I don't learn from my mistakes. My thoughts are wasted. Constantly.

I lose sleep because I keep thinking. I am confused. That is how clear my mind is and if you don't see the point of this post right now - don't worry. I am just as wondering as you are.

I played horribly in the game today. But we were blessed with a better, more talented goalkeeper - Regine. Screw the ball that went between her legs, nothing is impossible. In the end, we still won by a score of 8-4. The stakes were raised in the third period, before that everything was a knife to the neck.

Game aside. My life is a complete mess right now.
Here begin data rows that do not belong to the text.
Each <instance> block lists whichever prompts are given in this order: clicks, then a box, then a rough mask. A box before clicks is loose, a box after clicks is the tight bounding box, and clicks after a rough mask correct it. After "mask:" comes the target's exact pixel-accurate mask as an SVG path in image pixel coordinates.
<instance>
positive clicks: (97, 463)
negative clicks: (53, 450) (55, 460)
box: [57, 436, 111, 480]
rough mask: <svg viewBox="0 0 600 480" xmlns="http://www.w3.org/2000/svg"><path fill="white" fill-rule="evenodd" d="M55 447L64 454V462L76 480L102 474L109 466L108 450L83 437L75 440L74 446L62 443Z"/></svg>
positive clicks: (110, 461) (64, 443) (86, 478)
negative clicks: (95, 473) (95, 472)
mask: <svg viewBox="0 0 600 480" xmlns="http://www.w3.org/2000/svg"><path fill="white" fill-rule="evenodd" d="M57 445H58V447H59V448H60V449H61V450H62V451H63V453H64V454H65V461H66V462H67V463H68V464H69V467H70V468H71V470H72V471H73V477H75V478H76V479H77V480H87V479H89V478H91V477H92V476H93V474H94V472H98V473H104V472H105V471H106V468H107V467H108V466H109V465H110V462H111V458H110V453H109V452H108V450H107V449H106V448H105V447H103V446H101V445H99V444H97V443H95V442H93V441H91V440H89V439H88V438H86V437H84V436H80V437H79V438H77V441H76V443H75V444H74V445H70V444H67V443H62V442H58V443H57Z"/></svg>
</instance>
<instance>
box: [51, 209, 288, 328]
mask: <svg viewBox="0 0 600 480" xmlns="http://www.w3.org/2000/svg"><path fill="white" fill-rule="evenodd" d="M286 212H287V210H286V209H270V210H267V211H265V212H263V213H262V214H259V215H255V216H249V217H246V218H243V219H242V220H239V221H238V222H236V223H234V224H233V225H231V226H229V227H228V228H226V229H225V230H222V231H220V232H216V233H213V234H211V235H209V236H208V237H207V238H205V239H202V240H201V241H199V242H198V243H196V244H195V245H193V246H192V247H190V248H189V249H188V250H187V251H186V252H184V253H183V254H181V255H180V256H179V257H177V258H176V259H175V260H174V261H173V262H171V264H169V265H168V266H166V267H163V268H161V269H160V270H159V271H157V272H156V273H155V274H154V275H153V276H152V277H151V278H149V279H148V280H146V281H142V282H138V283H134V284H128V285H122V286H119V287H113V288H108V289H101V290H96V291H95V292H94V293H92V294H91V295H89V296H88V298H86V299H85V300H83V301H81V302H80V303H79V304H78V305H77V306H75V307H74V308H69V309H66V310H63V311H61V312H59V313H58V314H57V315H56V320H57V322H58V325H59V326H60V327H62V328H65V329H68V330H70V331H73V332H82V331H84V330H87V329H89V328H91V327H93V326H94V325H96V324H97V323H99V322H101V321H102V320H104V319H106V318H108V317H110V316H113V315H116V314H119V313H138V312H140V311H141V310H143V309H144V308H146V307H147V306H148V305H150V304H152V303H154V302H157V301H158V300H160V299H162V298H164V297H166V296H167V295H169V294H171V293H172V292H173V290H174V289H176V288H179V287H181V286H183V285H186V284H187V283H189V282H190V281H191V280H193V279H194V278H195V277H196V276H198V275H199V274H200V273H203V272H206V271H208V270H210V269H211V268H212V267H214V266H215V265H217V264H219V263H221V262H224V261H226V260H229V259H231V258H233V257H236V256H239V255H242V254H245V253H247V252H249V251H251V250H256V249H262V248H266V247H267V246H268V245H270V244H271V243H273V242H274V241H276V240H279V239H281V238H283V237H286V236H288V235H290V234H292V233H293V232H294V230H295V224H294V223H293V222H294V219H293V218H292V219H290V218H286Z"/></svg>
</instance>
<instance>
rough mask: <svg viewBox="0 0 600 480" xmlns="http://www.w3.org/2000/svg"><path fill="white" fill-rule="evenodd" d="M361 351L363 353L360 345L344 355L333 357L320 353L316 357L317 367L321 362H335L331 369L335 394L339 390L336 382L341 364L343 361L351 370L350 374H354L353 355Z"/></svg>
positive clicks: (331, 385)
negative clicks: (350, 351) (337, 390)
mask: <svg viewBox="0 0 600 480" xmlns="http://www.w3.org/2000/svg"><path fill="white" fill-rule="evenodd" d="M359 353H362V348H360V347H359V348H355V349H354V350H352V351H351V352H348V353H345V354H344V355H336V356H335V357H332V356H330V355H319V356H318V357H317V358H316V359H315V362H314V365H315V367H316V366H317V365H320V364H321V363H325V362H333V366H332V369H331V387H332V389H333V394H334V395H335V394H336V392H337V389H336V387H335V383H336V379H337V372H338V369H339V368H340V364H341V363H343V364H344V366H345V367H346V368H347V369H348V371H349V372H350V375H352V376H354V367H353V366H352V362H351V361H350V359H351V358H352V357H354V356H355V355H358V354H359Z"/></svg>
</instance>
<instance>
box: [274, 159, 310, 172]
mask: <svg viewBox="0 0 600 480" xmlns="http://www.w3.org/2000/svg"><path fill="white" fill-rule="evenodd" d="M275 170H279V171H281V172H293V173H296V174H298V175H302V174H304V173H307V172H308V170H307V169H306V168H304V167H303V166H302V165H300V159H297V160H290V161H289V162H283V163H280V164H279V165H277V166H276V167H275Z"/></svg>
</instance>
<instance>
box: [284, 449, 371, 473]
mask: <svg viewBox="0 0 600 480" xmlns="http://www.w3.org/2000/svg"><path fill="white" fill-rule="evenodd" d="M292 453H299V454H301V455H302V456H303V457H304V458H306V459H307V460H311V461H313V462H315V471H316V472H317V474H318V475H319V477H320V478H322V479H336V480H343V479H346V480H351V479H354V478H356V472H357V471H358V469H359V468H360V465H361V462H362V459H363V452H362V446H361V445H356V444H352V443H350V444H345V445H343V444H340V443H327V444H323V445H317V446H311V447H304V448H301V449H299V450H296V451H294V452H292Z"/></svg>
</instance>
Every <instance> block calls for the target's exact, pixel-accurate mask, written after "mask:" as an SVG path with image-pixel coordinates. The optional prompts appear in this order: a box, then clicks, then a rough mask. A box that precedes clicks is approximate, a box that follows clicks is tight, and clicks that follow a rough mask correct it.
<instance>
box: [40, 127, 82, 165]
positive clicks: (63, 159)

I have tests to mug for, chapters to revise (because really, I only understand 'the', 'so' and well you get what I mean lah), sleep to catch up on and heaps of other personal things to do.

Haziq has told me to hold on or move on. But either way, I'm struggling. It's going to be close to the first month. To be honest, I don't know when we started out. All I know is that I - am a mistake to be with. I bore you, I hardly speak, but when I do, hardly anything productive is mouthed.

Who am I? All I can do is identify myself, and as a teen who has failed terribly at success. There has been countless (and I mean countless) words of motivation that I have heard about not giving up, but somehow hardly many of them told you how tough the path will be. Because the sweet taste of success numbs the rest of it all.
But if you fail once again, I don't know what to do.

I let Coach down. It isn't the first time.
My body became a solid slab of marble, probably because the nerve kicked in - and Coach was right. I wasn't ready.

I'm never ready half of the time I'm to be called out.

One last thing.

I have a lot to say but I don't say it out. Ask me what's wrong and I'll tell you nothing. Tell me Don't Be Emo and I'll tell you I Am Not.
Tell me to cheer up and I'll smile at you and say alright. Then go silent for the rest of the time.
Plenty of girls are like that.

I have zilch self-confidence. Or maybe I do have a little, I don't want to make myself sound pitiful.
To you♥, I won't say that you let me down. I'll bring it the other way around - I let you down. All the times you wanted to take me home, I constantly declined. My texts boast of no excitement at all. I never made you happy. I'm a boring kid. People tell me that we don't seem together at all. If there's one thing that brought me to heavy uncertainty, it's me. I doubt myself too much.
And if you ever read this, you would consider leaving me. I'll understand.
I'm sorry that this turned out such a failure. I probably have too much problems weighing down on my back now, and I don't want any of it to affect you. I just want to know you better. I love you, even though everything is just awkward now.